Trajan Jeffcoat

Hamilton Tiger-Cats
- Position: Defensive end
- Roster status: Practice roster

Personal information
- Born: October 7, 1999 (age 26) Columbia, South Carolina, U.S.
- Listed height: 6 ft 4 in (1.93 m)
- Listed weight: 266 lb (121 kg)

Career information
- High school: Irmo (Columbia)
- College: Missouri (2018–2022) Arkansas (2023)
- NFL draft: 2024: undrafted

Career history
- New Orleans Saints (2024)*; Hamilton Tiger-Cats (2026–present)*;
- * Offseason or practice squad member only

Awards and highlights
- First-Team All-SEC (2020);
- Stats at Pro Football Reference

= Trajan Jeffcoat =

American football player (born 1999)

Trajan Jeffcoat (born October 7, 1999) is an American professional football defensive end for the Hamilton Tiger-Cats of the Canadian Football League (CFL). He played college football for the Missouri Tigers and Arkansas Razorbacks.

==Early life==
Jeffcoat attended Irmo High School in Columbia, South Carolina. He was rated as a three-star prospect coming out of high school and committed to play at Missouri.

==College career==
In October, 2019, Jeffcoat unenrolled from Missouri before re-enrolling in August, 2020.

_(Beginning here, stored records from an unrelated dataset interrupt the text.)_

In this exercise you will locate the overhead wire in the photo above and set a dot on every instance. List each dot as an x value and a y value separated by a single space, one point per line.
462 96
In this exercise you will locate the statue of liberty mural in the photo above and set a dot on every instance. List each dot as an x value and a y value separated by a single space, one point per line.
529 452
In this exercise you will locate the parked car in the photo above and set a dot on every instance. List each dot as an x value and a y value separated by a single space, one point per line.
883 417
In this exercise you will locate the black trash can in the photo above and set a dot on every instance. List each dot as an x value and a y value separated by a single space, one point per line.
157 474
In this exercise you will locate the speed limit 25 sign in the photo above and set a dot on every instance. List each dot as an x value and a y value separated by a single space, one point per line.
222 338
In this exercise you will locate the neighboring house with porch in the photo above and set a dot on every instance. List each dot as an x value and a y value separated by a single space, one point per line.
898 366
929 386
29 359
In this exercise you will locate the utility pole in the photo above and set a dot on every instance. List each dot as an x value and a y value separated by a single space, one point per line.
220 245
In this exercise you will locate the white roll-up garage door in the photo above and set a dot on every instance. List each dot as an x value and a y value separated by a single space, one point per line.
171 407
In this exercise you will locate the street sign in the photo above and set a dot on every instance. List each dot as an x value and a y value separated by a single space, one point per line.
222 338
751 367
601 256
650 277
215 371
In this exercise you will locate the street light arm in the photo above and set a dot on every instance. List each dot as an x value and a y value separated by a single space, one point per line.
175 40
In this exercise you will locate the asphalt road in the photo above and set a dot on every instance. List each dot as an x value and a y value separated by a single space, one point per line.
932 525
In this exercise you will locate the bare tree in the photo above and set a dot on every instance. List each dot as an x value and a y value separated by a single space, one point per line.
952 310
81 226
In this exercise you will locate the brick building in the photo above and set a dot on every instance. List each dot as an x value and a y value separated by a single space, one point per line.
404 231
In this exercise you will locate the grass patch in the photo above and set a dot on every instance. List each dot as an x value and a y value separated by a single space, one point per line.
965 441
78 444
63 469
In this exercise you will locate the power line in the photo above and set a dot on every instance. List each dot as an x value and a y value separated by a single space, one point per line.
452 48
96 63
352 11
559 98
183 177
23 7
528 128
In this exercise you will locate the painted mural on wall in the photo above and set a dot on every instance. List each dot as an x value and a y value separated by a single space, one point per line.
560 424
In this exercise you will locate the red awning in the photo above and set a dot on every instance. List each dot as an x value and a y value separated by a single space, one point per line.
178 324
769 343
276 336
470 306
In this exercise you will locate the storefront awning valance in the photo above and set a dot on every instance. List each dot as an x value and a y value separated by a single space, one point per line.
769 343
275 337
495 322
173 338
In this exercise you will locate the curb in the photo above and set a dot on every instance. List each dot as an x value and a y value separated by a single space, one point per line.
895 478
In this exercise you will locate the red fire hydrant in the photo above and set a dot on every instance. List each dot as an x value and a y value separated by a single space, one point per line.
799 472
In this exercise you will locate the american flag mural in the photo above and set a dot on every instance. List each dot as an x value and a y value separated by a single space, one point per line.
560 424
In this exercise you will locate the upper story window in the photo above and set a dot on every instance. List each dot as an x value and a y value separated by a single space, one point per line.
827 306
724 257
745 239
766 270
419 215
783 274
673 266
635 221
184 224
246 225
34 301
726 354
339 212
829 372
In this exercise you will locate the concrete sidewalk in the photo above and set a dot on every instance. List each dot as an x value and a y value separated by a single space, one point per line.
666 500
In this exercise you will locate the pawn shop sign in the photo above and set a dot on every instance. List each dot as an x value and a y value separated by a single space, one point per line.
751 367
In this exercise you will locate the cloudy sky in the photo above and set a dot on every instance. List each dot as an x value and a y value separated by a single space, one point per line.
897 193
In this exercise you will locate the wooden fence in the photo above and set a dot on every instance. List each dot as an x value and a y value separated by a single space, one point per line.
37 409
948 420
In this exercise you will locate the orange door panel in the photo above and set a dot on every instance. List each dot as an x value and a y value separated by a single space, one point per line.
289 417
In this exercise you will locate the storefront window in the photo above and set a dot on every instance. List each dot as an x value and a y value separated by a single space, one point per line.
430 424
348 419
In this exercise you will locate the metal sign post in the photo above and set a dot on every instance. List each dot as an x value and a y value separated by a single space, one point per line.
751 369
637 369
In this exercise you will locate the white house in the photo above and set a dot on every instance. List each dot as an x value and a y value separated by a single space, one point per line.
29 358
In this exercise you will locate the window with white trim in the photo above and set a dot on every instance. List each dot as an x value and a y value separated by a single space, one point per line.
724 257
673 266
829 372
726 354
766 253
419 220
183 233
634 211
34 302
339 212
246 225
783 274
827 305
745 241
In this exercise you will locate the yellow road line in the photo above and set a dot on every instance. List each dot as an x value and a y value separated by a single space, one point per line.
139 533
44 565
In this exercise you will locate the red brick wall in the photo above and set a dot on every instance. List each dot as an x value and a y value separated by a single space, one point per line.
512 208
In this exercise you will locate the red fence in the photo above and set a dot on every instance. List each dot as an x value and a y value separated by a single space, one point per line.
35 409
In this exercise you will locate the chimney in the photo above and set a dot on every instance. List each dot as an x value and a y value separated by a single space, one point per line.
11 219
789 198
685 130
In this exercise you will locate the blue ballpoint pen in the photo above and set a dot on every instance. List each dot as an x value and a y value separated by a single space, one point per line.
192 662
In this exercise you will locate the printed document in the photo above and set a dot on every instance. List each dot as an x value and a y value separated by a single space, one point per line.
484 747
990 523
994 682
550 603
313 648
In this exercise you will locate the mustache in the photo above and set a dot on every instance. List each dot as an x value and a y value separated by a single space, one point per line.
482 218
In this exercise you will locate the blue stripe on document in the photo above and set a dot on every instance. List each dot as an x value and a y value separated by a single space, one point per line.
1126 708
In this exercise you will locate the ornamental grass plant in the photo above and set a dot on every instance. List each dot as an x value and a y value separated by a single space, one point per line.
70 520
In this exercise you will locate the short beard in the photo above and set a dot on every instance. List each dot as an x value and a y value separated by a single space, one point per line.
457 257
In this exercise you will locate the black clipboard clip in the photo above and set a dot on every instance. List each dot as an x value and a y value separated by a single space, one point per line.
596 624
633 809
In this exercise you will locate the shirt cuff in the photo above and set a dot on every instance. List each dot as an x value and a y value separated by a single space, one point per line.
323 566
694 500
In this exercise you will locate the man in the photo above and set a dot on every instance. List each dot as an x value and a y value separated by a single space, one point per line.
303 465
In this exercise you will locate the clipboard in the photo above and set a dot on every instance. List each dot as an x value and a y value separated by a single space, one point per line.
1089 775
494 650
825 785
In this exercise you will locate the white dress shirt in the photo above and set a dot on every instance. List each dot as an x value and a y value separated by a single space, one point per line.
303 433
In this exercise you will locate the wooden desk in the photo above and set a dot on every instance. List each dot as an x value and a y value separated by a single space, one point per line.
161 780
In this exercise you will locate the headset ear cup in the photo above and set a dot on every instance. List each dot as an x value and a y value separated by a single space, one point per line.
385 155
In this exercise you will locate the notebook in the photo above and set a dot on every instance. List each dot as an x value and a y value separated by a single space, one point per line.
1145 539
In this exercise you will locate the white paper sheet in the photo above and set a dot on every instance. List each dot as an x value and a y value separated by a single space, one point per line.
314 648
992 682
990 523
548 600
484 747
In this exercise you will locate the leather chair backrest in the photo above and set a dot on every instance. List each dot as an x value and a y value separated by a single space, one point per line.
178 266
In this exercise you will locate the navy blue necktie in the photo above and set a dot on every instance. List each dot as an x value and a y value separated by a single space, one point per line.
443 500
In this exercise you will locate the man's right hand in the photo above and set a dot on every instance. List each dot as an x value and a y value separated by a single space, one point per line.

=== College statistics ===

Legend
| Bold | Career high |

Year: Team; Games; Tackles; Interceptions; Fumbles
Solo: Ast; Tot; Sck; PD; Int; Yds; Avg; Lng; TD; FF; FR; Yds; TD
2018: Missouri; 6; 5; 1; 6; 1.0; 0; 0; 0; 0.0; 0; 0; 0; 0; 0; 0
2019: Missouri; 0; Redshirt
2020: Missouri; 8; 17; 6; 23; 6.0; 0; 0; 0; 0.0; 0; 0; 1; 0; 0; 0
2021: Missouri; 13; 23; 11; 34; 3.5; 1; 0; 0; 0.0; 0; 0; 1; 1; 0; 1
2022: Missouri; 13; 14; 7; 21; 1.0; 0; 0; 0; 0.0; 0; 0; 0; 0; 0; 0
2023: Arkansas; 12; 7; 9; 16; 4.0; 0; 0; 0; 0.0; 0; 0; 0; 0; 0; 0
Career: 52; 66; 34; 100; 15.5; 1; 0; 0; 0.0; 0; 0; 2; 1; 0; 1

==Professional career==

Pre-draft measurables
| Height | Weight | Arm length | Hand span | Wingspan | 40-yard dash | 10-yard split | 20-yard split | 20-yard shuttle | Three-cone drill | Vertical jump | Broad jump | Bench press |
| 6 ft 3+7⁄8 in (1.93 m) | 266 lb (121 kg) | 32+3⁄4 in (0.83 m) | 10+1⁄8 in (0.26 m) | 6 ft 7+1⁄2 in (2.02 m) | 4.69 s | 1.66 s | 2.76 s | 4.52 s | 7.38 s | 31.5 in (0.80 m) | 10 ft 0 in (3.05 m) | 21 reps |
All values from NFL Combine/Pro Day

===New Orleans Saints===
On April 29, 2024, Jeffcoat signed with the New Orleans Saints as an undrafted free agent. He was also selected by the Birmingham Stallions in the sixth round of the 2024 UFL draft on July 17. He was waived/injured on August 23. On November 6, Jeffcoat was re-signed to the Saints' practice squad.

===Hamilton Tiger-Cats===
On September 12, 2026, Jeffcoat signed with the Hamilton Tiger-Cats of the Canadian Football League (CFL).

== Personal life ==
Jeffcoat is the son of Tawanna Jeffcoat and Chatric Darby. He has two siblings, Raniyah Williams and Fa’Quon Jeffcoat.